Scene II Théâtre du Roi
Backstage
The corridors of the Théatre du Roi always smell like sorcery.
It’s a subtle scent, impossible to name by those foreign to magic, a creeping stain of iron and sage that stings the back of the tongue.
It precipitates in milky droplets on the aged wood, wriggles down the throat, and curdles in the lungs, turning every breath into a heavy, intoxicating thing.
It’s a smell that gnaws, a smell that hungers.
It’s the smell of home.
I take an eager gulp of it as I pull Marie d’Odette d’Auvigny down the stairwell and into the dressing rooms. I want to take her through quickly, to bring her to the spot where Regnault is expecting us, but Marie breaks away to marvel at the racks of vibrant clothing, the intricately painted masks arrayed upon tables, and the prop swords bristling from a chest along the far wall.

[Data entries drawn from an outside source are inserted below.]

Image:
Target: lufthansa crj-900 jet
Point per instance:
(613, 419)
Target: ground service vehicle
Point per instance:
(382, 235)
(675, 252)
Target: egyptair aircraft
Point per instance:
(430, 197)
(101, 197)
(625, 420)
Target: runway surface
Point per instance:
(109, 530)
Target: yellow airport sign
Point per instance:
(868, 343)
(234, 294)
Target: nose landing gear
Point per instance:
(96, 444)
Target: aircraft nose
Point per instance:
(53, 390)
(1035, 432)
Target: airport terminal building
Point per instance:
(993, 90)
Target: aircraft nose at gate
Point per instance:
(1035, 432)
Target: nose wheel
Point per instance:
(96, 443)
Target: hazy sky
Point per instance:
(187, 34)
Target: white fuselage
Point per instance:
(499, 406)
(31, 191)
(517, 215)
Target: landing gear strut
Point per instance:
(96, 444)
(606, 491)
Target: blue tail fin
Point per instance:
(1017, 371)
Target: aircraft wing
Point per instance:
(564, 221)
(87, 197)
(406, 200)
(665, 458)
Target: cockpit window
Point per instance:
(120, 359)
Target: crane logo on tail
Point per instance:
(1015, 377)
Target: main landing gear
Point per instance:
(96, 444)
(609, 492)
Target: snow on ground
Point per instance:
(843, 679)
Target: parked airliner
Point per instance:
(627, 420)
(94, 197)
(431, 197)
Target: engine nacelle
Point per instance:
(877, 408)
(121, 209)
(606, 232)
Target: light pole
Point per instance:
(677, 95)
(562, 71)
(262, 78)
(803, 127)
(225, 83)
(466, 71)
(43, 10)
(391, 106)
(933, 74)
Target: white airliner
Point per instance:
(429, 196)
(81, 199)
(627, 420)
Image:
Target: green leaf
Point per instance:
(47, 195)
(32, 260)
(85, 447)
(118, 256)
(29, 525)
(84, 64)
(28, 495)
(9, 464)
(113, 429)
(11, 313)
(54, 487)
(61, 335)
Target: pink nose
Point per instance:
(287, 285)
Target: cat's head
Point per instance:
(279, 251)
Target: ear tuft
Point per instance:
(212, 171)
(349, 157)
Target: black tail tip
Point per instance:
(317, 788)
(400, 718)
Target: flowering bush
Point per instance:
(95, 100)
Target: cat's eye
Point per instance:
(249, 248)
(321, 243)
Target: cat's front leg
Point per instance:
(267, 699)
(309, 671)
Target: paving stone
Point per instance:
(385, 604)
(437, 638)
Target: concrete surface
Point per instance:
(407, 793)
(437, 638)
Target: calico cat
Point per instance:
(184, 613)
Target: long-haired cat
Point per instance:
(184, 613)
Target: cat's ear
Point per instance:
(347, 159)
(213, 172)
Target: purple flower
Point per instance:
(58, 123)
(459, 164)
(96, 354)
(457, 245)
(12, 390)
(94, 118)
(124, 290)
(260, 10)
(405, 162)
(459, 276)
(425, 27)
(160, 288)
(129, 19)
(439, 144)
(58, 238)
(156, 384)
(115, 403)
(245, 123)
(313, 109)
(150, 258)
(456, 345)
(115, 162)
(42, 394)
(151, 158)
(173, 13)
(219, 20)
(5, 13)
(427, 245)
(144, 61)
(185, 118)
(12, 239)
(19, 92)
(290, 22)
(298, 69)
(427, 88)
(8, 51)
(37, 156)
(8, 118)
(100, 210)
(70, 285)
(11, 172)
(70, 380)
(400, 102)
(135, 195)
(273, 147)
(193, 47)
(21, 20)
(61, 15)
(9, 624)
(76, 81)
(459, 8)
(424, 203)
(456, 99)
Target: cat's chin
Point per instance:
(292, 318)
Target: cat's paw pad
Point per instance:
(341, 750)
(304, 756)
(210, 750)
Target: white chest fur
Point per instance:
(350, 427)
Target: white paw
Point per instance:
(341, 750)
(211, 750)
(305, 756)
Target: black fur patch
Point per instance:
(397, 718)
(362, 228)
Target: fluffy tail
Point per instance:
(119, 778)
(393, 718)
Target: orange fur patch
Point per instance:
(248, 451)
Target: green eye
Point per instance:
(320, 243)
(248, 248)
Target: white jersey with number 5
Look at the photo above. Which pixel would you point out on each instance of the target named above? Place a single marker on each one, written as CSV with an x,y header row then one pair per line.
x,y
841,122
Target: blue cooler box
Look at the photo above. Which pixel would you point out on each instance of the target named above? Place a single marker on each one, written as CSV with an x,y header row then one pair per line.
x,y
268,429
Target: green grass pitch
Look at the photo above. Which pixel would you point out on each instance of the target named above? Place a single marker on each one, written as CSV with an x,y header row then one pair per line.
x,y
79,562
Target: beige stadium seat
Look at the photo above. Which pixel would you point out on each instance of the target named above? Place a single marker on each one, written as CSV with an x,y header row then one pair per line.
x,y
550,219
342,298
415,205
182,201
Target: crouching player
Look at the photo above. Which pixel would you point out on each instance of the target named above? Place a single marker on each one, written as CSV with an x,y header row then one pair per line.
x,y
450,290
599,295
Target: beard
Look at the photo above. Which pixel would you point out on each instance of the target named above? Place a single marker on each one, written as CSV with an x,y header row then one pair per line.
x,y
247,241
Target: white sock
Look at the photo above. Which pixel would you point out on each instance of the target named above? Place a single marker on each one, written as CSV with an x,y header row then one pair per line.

As before, she controls her expression carefully, but there is a wondering light in her eyes as she bends to pick up a feathery headdress.
I bite back a groan of annoyance. “We should go,” I prompt, taking the headdress out of her hands. “Staying too long in the dressing rooms can have… scandalous connotations.”
“Is that so?” Marie says distractedly, releasing the headdress and turning to dip her finger into a jar of red liquid. When she raises her now-crimson fingertip to the light, a single drop falls onto her pristine dress, and she frowns. “Good Mothers, is this blood ?”
“Mulberry syrup,” I say hastily, picking up the jar and setting it out of her reach. “I thought you wanted to retire soon.”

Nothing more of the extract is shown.